New Vose Hall Chemistry Labs dedicated
Oklahoma Christian University unveiled its new Vose Hall Chemistry Labs at a ribbon cutting ceremony Friday, Nov. 7 at 2 p.m.
The completely renovated facility in the department of chemistry and physics is comprised of four labs, one each for organic, general and advanced chemistry, as well as an instrument lab.
The new labs include the most up-to-date safety features and are fully handicapped-accessible. New fume hoods remove noxious smoke, while the labs’ air purge systems can replace the air in the labs in minutes, an especially important feature needed during experiments.
The advanced lab has a research area for faculty and undergraduate student research projects. According to chemistry professor Amanda Nichols, this creates more research capabilities throughout the school year and especially during summers.
“The research area will really help us prepare our students for graduate school,” Nichols said. “Plus, we can give our students an improved learning experience through better scheduling of classes.”
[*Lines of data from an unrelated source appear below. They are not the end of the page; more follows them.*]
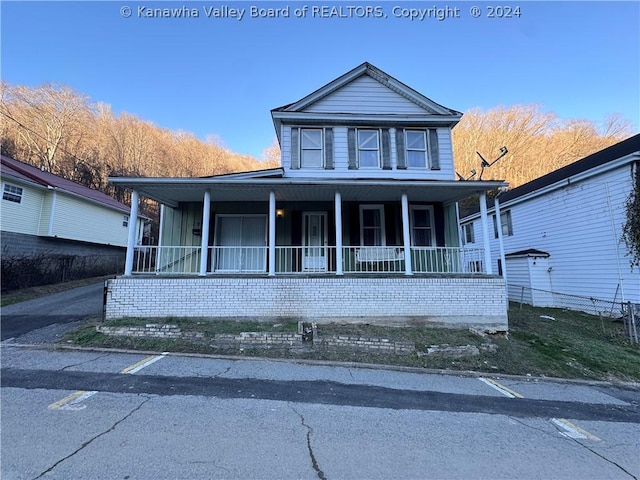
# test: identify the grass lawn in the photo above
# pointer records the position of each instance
(572, 345)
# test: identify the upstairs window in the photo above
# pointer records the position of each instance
(505, 224)
(11, 193)
(368, 149)
(311, 148)
(416, 149)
Until now, faculty had to schedule one lab at a time in Vose Hall, resulting in some evening classes. The instrument lab is separated from the organic chemistry lab by a wall of glass, allowing faculty and students to use both labs at the same time.
Construction on the new labs began in the spring. Before the building was renovated and expanded, there was only one laboratory for chemistry in Vose Hall.
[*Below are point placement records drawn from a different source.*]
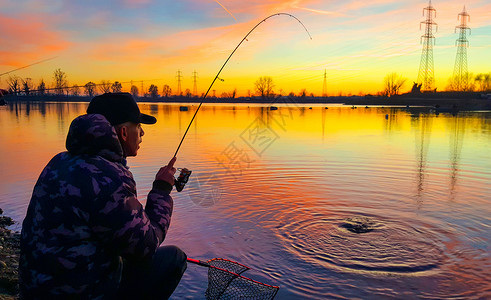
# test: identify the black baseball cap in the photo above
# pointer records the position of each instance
(118, 108)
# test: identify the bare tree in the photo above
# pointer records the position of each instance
(105, 86)
(264, 86)
(116, 87)
(61, 82)
(464, 83)
(27, 86)
(166, 91)
(134, 91)
(393, 83)
(41, 89)
(89, 88)
(14, 84)
(153, 90)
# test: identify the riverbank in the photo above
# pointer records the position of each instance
(456, 100)
(9, 259)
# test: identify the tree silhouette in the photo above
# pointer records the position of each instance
(116, 87)
(393, 83)
(41, 87)
(153, 90)
(89, 88)
(455, 83)
(134, 91)
(264, 86)
(61, 82)
(14, 84)
(75, 90)
(303, 93)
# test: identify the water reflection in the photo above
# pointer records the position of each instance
(456, 138)
(284, 212)
(422, 126)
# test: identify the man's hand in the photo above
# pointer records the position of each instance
(167, 173)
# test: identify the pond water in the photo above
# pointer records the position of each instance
(324, 201)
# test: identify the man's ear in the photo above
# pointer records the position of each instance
(122, 132)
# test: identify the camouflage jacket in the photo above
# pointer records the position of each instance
(84, 217)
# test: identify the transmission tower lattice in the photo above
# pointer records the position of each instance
(460, 75)
(426, 74)
(195, 85)
(324, 86)
(179, 76)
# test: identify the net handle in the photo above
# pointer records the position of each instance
(205, 264)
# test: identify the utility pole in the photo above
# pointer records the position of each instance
(179, 76)
(460, 75)
(195, 86)
(324, 86)
(426, 74)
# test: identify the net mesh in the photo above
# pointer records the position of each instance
(223, 284)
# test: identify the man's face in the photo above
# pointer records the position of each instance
(130, 138)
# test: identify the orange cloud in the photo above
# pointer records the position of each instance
(25, 39)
“Before this facility was renovated, we had chemistry and biology labs spread between two buildings,” said Bill Luttrell, chair of the department of chemistry and physics. “Now students can do all of their biology labs in one place, and all of their chemistry labs in Vose. It really gives us a lot more options when it comes to scheduling different chemistry courses.”
The opening of the new Vose Hall labs marks the completion of the second phase of the renovation of Oklahoma Christian’s science facilities. The first phase was the renovation of the first floor of the Harold Science Hall. The third phase is the renovation and expansion of the second floor of the same building, set to begin next year. The first phase cost $1.05 million, and the second phase cost $1.85 million.
“I’m really impressed that the university invested so much in research capabilities for our students,” Nichols said. “I did undergraduate research here when I was a student and I know these new labs will inspire more students to choose a career in chemistry.”
C. A. Vose first began his relationship with Oklahoma Christian University, then Central Christian College, when the school made the move from Bartlesville to Oklahoma City in 1958. As president of the First National Bank and Trust Co., Vose helped approve a loan that allowed the school to continue construction at a time when capital was extremely scarce. This allowed the first buildings to be completed on the campus and classes to begin as scheduled.
In 1973, President James O. Baird awarded C. A. Vose with the Distinguished Service Medallion, praising him for his longstanding support of the aims and purposes of quality higher education and for his efforts to strengthen the moral fiber of society.
The facilities were open for viewing following the dedication ceremony. Members of the physics and chemistry faculty greeted guests and guided them through the facilities.